Not-So-Zany Jerry Lewis: Critics gave mixed reviews to comedian Jerry Lewis, who made his Broadway debut Sunday night as the devilish Mr. Applegate in the musical "Damn Yankees." The usually uninhibited Lewis, who turns 69 Thursday, drew both darts and laurels for slipping into the cast of the long-running play with a minimum of shtick. Linda Winer-Bernheimer of Newsday said Lewis "dwelleth in the uneasy limbo of underacting and overdoing. . . . A late-breaking stage discovery . . . he is not." Vincent Canby of the New York Times said Lewis "gives a good, thoroughly accomplished performance, singing a little, dancing a little and tossing off comic lines with ease, though not exactly with gusto. . . ." Michael Kuchwara, Associated Press: "To his credit, the man hasn't turned 'Damn Yankees' into a star vehicle. . . . He has only one solo number . . . (and) makes the most of it, adding a bit with top hat and several recalcitrant canes." Greg Evans in Daily Variety: "One hopes--and suspects--that Lewis will loosen up and have more fun as he settles into his long run. . . ."

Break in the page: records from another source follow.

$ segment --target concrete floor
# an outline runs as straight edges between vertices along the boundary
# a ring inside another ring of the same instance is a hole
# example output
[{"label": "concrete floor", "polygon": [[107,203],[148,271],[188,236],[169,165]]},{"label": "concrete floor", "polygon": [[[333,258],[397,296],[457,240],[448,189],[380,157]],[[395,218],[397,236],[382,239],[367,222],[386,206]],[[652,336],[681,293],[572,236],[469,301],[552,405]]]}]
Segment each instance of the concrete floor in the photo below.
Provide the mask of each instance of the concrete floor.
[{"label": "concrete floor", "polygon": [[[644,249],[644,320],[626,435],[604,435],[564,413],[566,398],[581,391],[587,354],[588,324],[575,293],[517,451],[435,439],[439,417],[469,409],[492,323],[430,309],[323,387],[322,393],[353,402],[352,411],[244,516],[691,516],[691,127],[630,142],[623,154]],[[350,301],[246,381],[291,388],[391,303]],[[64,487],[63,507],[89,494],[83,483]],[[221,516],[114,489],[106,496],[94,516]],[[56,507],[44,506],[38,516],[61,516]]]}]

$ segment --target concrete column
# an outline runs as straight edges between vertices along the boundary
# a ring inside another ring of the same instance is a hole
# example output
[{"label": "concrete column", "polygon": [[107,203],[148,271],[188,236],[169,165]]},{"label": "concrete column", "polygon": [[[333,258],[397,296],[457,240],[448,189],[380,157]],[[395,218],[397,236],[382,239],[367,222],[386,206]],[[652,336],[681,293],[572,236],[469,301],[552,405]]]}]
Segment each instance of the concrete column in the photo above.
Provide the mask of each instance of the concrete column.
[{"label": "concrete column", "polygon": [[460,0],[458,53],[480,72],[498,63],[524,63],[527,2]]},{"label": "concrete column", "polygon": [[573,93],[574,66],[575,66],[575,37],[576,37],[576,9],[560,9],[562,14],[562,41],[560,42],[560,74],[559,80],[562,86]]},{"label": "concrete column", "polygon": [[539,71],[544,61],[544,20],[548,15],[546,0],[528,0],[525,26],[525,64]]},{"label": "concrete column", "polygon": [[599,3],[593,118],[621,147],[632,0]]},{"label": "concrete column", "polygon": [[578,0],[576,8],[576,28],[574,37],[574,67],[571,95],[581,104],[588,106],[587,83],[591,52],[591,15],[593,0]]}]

'Pocahontas' Album: Vanessa Williams is set to sing the romantic ballad from Disney's animated feature "Pocahontas" for an upcoming album. While actress Judith Kuhn is the singing voice in the film's version of "Colors of the Wind," Williams--wrapping up her Broadway run as the lead in "The Kiss of the Spiderwoman"--will record a pop version of the song that will be released on a soundtrack album due in May, sources close to the project confirmed. Whitney Houston had also considered taking the job, but is tied up filming a starring role in the movie "Waiting to Exhale." Other pop stars who reportedly had been candidates to do the song include Janet Jackson, Toni Braxton and Celine Dion.
Graceland Add-On: Elvis Presley's '70s-style kitchen in Memphis, Tenn., opened to the public Monday as part of the Graceland tour. The kitchen, famous for fried peanut butter and banana sandwiches, had been off limits because it was used by Presley's aunt Delta Presley Biggs, who died in 1993.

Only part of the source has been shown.